HELP ME WITH MY TANK, GIVE ME SOME IDEAS OF WHAT PLANTS TO PUT INTO IT


----------



## bharada (Apr 17, 2004)

What are the actual tank dimensions? You can put in just about anything you want from the looks of it.

I do have a question about the overflows. I see where it's drilled through the tank bottom for the bulkhead fittings, but I don't see any strainer slots to allow water to enter into the overflows. A straight, over-the-top overflow would seem to be tricky to maintain since the top of the overflows are so close to the top edge of the glass.

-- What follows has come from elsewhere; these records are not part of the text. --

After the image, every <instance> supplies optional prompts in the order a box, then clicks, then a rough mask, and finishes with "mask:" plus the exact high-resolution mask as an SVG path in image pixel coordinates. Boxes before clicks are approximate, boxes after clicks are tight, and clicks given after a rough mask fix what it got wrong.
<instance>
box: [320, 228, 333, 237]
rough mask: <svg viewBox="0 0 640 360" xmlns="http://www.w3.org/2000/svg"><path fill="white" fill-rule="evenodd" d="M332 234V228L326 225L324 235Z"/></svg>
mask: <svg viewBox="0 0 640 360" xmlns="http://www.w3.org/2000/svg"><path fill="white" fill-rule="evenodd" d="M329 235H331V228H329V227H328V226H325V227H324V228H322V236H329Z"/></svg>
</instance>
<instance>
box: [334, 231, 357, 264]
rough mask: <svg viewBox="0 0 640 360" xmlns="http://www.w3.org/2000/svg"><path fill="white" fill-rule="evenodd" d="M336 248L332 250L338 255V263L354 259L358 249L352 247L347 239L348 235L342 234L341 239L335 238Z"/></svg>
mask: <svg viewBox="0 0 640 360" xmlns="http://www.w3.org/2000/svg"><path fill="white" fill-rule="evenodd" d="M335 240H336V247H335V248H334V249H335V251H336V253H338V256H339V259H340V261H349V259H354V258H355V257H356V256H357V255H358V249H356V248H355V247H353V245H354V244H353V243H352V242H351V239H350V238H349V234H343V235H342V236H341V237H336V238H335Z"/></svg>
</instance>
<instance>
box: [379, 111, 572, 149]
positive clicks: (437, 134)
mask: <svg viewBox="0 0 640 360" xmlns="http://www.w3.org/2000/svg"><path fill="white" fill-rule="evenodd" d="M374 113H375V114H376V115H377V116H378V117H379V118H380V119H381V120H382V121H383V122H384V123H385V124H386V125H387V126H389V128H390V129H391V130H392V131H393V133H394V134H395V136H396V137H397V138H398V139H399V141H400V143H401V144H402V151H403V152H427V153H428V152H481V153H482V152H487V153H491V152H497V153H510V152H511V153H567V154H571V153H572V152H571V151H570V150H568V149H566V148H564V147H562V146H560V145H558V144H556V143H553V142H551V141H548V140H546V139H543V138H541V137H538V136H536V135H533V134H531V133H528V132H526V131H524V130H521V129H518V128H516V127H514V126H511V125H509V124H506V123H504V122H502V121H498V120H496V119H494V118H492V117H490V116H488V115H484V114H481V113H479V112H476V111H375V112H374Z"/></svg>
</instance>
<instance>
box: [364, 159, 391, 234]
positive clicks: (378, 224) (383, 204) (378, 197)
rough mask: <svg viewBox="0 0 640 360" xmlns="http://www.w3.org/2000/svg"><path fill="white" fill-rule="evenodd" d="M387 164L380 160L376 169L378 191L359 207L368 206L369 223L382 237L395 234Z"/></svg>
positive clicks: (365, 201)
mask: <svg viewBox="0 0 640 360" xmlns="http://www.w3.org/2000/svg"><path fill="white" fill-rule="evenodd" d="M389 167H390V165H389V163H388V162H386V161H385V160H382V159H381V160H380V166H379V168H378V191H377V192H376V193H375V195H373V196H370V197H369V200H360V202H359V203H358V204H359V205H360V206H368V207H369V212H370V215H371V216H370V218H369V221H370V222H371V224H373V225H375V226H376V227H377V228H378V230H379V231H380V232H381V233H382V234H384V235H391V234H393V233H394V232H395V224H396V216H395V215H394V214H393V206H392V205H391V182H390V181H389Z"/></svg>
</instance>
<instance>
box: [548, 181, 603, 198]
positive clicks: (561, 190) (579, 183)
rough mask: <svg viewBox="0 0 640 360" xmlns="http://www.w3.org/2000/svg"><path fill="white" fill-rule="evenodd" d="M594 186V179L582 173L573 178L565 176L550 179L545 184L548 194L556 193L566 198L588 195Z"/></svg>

Edit: I'm guessing 96"x24"x30"...am I close?


----------



## turbomkt (Mar 31, 2004)

Whatever you do, I'd recommend getting it right the first time. That looks like a very deep tank and you may have to go swimming to do any major re-arranging.

--Mike


----------



## Robert Hudson (Feb 5, 2004)

It is all going to depend on lighting, particularly for a tank that deep. Lighting is the first and most critical issue for determining plants.


----------



## Laith (Sep 4, 2004)

hhmmm... I didn't know tanks that big could be made without any type of bracing at all?


----------